The Blacksmith's Arms, originally a 17th-century farmhouse, has memorabilia relating to the music hall artiste known as "Little Tich". The civil parish was part of Bromley Rural District from 1894, on 1 April 1934 the parish was abolished and merged with Orpington and became part of Orpington Urban District. At the 1931 census (the last before the abolition of the parish), Cudham had a population of 3731. The village was therefore part of Kent (and administered by Kent County Council) until the creation of Greater London on 1 April 1965. Cudham Recreation Ground, behind the church and pub, is home to Cudham Wyse Cricket Club, which was formed in 1965.

==Transport==
Cudham, being in the county of Greater London, is still under the Transport for London remit and is served by a London Buses bus service, with the R5/R10 connecting the area with Orpington via Green Street Green, and also to Knockholt in Kent. The closest rail links to the area are Chelsfield station and Knockholt station, in London fare zone 6.

==Events==
Cudham hosts one of the oldest village shows and fetes, dating back to Victorian times. It is held annually on the August Bank Holiday Monday.

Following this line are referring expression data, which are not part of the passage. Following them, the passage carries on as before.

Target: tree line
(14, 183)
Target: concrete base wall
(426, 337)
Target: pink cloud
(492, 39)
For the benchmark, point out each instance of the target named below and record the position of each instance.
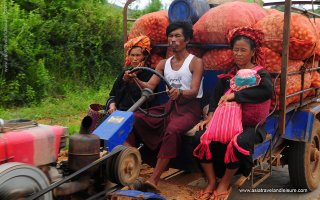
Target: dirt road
(183, 186)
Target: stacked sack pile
(211, 28)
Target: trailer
(28, 155)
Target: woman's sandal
(224, 194)
(203, 195)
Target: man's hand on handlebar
(129, 77)
(174, 93)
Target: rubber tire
(18, 179)
(299, 163)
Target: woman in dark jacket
(123, 93)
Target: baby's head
(244, 78)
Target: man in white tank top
(184, 73)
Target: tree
(155, 5)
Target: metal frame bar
(306, 11)
(125, 20)
(284, 68)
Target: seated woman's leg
(245, 140)
(208, 169)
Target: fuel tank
(84, 147)
(38, 145)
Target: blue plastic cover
(115, 129)
(139, 194)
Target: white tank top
(181, 78)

Cudham also hosts the famous annual Cudham Craic music festival, a popular two day music event in Cudham's recreation ground.

==Local politics==
Cudham is part of the largest ward in Greater London, Darwin, covering a rural area including Downe, Leaves Green, Berry's Green, Single Street, and Westerham Hill.

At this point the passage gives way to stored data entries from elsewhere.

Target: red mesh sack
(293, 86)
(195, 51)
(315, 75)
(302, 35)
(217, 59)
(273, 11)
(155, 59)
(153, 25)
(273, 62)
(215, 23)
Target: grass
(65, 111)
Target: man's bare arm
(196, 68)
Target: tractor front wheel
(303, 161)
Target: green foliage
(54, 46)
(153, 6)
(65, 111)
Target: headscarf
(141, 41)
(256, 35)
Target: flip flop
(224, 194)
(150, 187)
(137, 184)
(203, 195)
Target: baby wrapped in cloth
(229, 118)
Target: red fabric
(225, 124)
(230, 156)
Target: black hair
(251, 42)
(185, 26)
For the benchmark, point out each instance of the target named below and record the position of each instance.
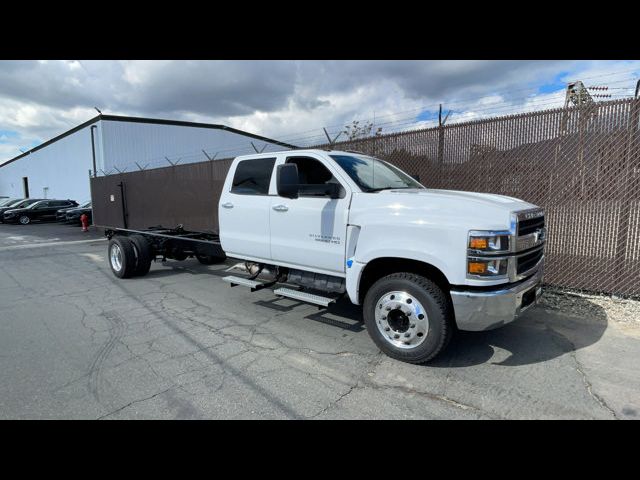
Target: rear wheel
(144, 254)
(122, 257)
(408, 317)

Since 2019, the local Member of Parliament is Gareth Bacon, elected with 30,882 votes or 63.4% of the vote share. Previously, the local Member of Parliament has been Jo Johnson of the Conservatives who is brother of the former Prime Minister, Boris Johnson.

By a numerical majority of 22,378 votes (45.9%), Orpington is the safest Conservative Parliamentary seat in London.

One councillor is elected every four years to Bromley London Borough Council. To date, the Darwin ward has only been represented by representatives from the Conservative Party.